Former game director Days Gone explains what the sequel would have looked like, if Sony and PlayStation had believed in the license.
In zombie video games, very few have managed to score us. Days Gone is part of this very selective list as its open world was inspiring and its storytelling impacting. But since its release in 2019, players have been asking for more. It seems that the first adventure left them hungry for more. However, a sequel is still not planned, and for good reason, Sony would have serious doubts about the popularity (and durability) of the franchise.
At the time I left Sony, Days Gone had been out for a year and a half (and a month), and sold over 8 million copies. It’s since gone on to sell more, and then a million + on Steam. Local studio management always made us feel like it was a big disappointment. #daysgone #PlayStation https://t.co/KMZr2pGe9r
– Jeff Ross (@JakeRocket) January 5, 2022
Recently the director of Days gone, Jeff Ross, returned to this opus which marked many players. He thus declared that ” studio management always made us feel it was a big disappointment “. And yet, the game has managed to sell more than 8 million copies on consoles, as much as Ghost of Tsushima, which was entitled to a Director’s Cut version.

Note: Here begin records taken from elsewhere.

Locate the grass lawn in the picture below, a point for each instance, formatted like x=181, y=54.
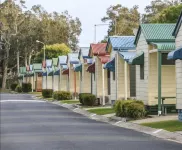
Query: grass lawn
x=102, y=111
x=171, y=125
x=70, y=102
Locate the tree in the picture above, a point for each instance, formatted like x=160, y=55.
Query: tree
x=168, y=15
x=122, y=19
x=155, y=8
x=52, y=51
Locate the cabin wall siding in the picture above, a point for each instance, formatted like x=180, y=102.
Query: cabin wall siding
x=179, y=72
x=142, y=85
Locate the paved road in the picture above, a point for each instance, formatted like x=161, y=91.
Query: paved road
x=36, y=125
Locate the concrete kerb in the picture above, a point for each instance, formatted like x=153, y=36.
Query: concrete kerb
x=122, y=122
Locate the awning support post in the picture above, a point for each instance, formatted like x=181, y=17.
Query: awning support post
x=159, y=83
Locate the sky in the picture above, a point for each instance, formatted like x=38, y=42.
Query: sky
x=89, y=12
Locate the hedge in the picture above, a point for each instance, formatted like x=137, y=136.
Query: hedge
x=47, y=93
x=26, y=87
x=62, y=95
x=131, y=109
x=13, y=86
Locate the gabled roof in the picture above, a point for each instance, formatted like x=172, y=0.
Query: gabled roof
x=156, y=32
x=84, y=52
x=178, y=25
x=54, y=61
x=62, y=60
x=48, y=62
x=73, y=58
x=121, y=42
x=98, y=49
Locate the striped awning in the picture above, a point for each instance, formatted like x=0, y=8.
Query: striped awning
x=138, y=59
x=110, y=65
x=91, y=68
x=78, y=68
x=176, y=54
x=104, y=59
x=65, y=72
x=127, y=55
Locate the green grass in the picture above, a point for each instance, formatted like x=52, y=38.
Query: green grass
x=102, y=111
x=70, y=102
x=171, y=125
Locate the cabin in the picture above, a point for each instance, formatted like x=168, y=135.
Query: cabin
x=177, y=56
x=155, y=75
x=37, y=69
x=49, y=70
x=74, y=84
x=56, y=74
x=85, y=77
x=99, y=76
x=64, y=73
x=122, y=84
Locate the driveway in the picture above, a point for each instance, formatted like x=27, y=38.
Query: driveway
x=28, y=124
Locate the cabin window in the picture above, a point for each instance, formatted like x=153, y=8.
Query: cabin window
x=113, y=75
x=142, y=72
x=165, y=61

Has Sony refused to produce a possible blockbuster?
The former developer from Sony, in an interview, clarified his vision of things, and what could have brought a sequel to the adventures of Deacon St. John. He explains :
” We would have kept the story heavy and strong. We would have kept the bike, of course. And I think we would have broadened the tone a bit in a more technical direction,[…] more outward, a new reality. I think it would have been a bit more – I don’t mean Avengers, but something where the player had new resources, a little bit of what the government had.
I would have added more systems. If they are simple, they can be elegant and very rich. I knew that by adding an extra layer or two to the systemic elements of the game, we could have navigated ourselves there, which would have resulted in great richness for players and a plethora of unique open-world moments and reactions that we had never seen it before. “
A start that ended too quickly
The developer is therefore particularly disappointed not to be able to materialize all these ideas, which would surely have taken off Days gone a new time. As he explains, “ first you create the minimum viable entry and then you hope you can build the second. Because you don’t argue over the foundations, you argue over the epic new ideas that you are going to put into it “. This first part was therefore conceived as the foundations, a preamble, for an epic story that can (perhaps) never be told.